Tribhuvan University

Institute of Science and Technology

2080

Bachelor Level / third-semester / Science

Computer Science and Information Technology( STA215 )

Statistics II

Full Marks: 60 + 20 + 20

Pass Marks: 24 + 8 + 8

Time: 3 Hours

Candidates are required to give their answers in their own words as far as practicable.

The figures in the margin indicate full marks.

Group A

Attempt any two questions.

1

A computer manager needs to know how efficiency of her new computer program depends on the size of incoming data and how many tables are used to arrange each data set. Efficiency will be measured the number of processed requests per hour.
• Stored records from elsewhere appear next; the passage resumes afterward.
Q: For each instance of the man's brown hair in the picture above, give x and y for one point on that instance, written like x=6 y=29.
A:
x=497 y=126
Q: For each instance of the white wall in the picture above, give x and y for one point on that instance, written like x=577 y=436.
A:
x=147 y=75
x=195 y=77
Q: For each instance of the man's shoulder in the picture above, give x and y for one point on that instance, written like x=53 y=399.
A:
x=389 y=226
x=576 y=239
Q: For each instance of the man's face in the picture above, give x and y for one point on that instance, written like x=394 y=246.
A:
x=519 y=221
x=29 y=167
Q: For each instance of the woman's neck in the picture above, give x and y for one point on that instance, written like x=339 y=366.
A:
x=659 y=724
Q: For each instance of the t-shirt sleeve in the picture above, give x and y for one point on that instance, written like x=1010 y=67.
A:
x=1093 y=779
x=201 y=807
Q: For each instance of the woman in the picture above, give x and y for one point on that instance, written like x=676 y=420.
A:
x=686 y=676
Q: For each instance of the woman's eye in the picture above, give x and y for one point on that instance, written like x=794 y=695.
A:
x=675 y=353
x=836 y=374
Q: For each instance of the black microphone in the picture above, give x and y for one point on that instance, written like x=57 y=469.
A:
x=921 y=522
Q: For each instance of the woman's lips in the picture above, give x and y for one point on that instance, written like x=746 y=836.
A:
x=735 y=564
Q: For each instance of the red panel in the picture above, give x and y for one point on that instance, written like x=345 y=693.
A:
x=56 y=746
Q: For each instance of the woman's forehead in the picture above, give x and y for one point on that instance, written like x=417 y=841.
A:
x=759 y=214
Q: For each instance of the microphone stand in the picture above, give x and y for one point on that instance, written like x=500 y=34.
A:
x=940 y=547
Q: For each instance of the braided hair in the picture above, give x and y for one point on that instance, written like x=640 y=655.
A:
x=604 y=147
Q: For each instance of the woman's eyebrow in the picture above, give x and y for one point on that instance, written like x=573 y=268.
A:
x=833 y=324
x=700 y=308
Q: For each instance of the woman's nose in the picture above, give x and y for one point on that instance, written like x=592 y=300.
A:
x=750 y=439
Applying the program to data set of different sizes and number of tables are used, she gets the following results.

Processed requests, Y 16 26 17 41 50 55 40
Data size, (gigabytes), X1 15 10 10 8 7 7 6
Number of tables, X2 1 2 10 10 20 20 4

The regression equation obtained is Y = 52.7 – 2.87 X1 + 0.85 X2.

Total sum of square = 1452

Sum of square due to regression = 1143.3.

a) Interpret the values of regression coefficients b1 and b2.

b) Test the significance of the regression model at 0.05 level of significance.

c) Is there significant relationship between processed request and number of tables at 0.05 level of significance? Given standard error of b2=0.55.

d) What percentage of variation of processed requests is explained by data size and number of tables?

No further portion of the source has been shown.